Oser raconter des histoires en public

Les Veveysannes Anne-Laure Ubaud, Charlotte Dechristé et Élodie Lopez (de gauche à droite) sont les fondatrices de ce rendez-vous.
 | M. Savoy

Vevey
Nouvelle venue sur la scène littéraire, la Clamerie propose des lectures de textes sur scène. Un rendez-vous qui met en valeur l’oralité et le partage du verbe.

«Parlez évidemment bien dans le micro. Avant de prendre la parole, adressez un petit signe au technicien, Jad, afin de baisser la musique.» En maîtresse de cérémonie, Anne-Laure Ubaud accueille avec douceur et gentillesse les clameurs inscrits à cette troisième édition. Si le timbre de voix de la poétesse veveysanne trahit une certaine tension, ce signe de vulnérabilité a mis à l’aise la dizaine de participants, tout autant angoissés à l’idée de s’exprimer devant un public. 

«Et surtout, prenez du plaisir à lire vos textes, ce n’est pas un concours», rappelle son acolyte Charlotte Dechristé. Samedi soir 29 mars au Pop-up store 31, une cinquantaine de personnes sont venues écouter douze récitants aux horizons et aux parcours variés. Pour rythmer les passages, deux artistes plus confirmées ont été invitées. Ainsi la performance de l’humoriste genevoise Quitterie Dulau a laissé place à la lecture de Maria Rodrigues, 19 ans, l’une des plus jeunes de la soirée à fouler les planches pour la première fois. «J’ai l’impression que mon texte ne sera pas à la hauteur. C’est stressant», nous a-t-elle glissé avant de prendre le micro. 

Une première aussi pour l’artiste pluridisciplinaire veveysanne Charlotte Olivieri. «C’est un sacré défi de déclamer un texte sur scène, face à un public. On se retrouve dans une posture de sur-vulnérabilité! Cette expérience me pousse à travailler mon écriture sous d’autres formes.»

Interrompue par le volume de la musique et l’éclairage tamisé, la maîtresse de cérémonie reprend alors la parole. «Merci d’être si nombreux ce soir. Vous avez bravé l’éclipse solaire pour célébrer la poésie!» Pour ce nouveau volet, les artistes avaient deux contraintes: le thème du désenchantement, lié au Printemps de la poésie qui se terminait à la fin du mois de mars, et ne pas dépasser cinq minutes de temps de parole.

Premières soirées complètes

Ce lieu se veut fédérateur, il rassemble au nom de l’amour des mots et de leur force politique et poétique. «Nous souhaitons vraiment encourager les premières fois au micro, afin de créer une émulation autour de la lecture à voix haute, qui est un art à part entière», enchaîne Charlotte Dechristé. Un espace de rencontres également, entre amateurs et auteurs plus confirmés. «L’écriture est une pratique solitaire, complète la troisième fondatrice Élodie Lopez. Ici, nous tissons des liens autour d’un amour commun de la littérature.»
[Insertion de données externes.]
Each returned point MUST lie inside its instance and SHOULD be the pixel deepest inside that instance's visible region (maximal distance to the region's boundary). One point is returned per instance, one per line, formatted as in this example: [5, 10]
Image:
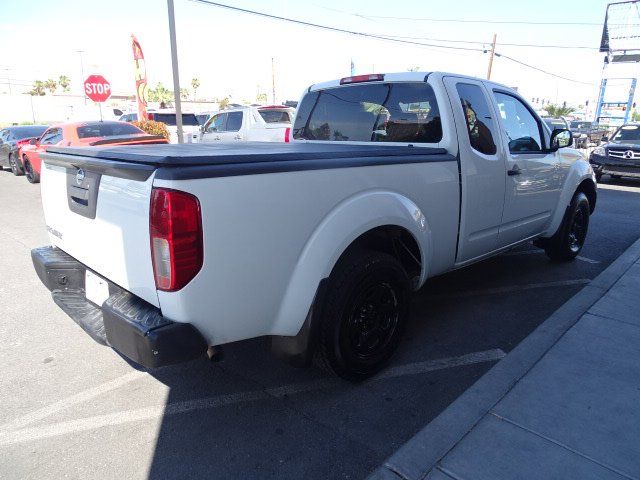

Si ce troisième rendez-vous n’a pas eu besoin de recourir à un appel à textes, c’est parce que les organisatrices sont débordées par les nombreuses sollicitations. Elles renoncent d’ailleurs à avoir une liste d’attente. «C’était infini, nous n’avons pas assez de dates pour éponger les participants qui voulaient participer aux éditions précédentes», explique cette ancienne enseignante de français.

Fortes de trois éditions, les trois Veveysannes veulent désormais passer à la vitesse supérieure. «Nous aimerions pouvoir pérenniser l’événement, défrayer les artistes invités et nous rémunérer par la même occasion, précise celle qui est aussi chroniqueuse sur les ondes. Il est important de rappeler que la culture a de la valeur.»

Grâce au prêt de matériel du Théâtre L’Oriental, et la modique somme de 10 francs pour l’entrée, les organisatrices parviennent à couvrir leurs frais.

La force de l’oralité 

Conçue comme un espace libre pour tous les genres littéraires, la Clamerie souhaite privilégier le texte, «sans tomber dans la grandiloquence», précise Charlotte Dechristé. Car l’objectif est bien de susciter et de stimuler le plaisir de dire et d’écouter des histoires.

«L’oralité est encore plus importante dans notre monde digital désincarné. C’est une dimension de partage direct avec le public. Afin que les mots trouvent leurs destinataires et puissent susciter des discussions et des réflexions, c’est magique! Nous sommes à chaque fois surprises de la qualité des différents textes.»

www.leboutdumonde.ch/

Ouverte pour plumes confirmées comme néophytes, la Clamerie souhaite stimuler la scène littéraire et l’art de la lecture à voix haute.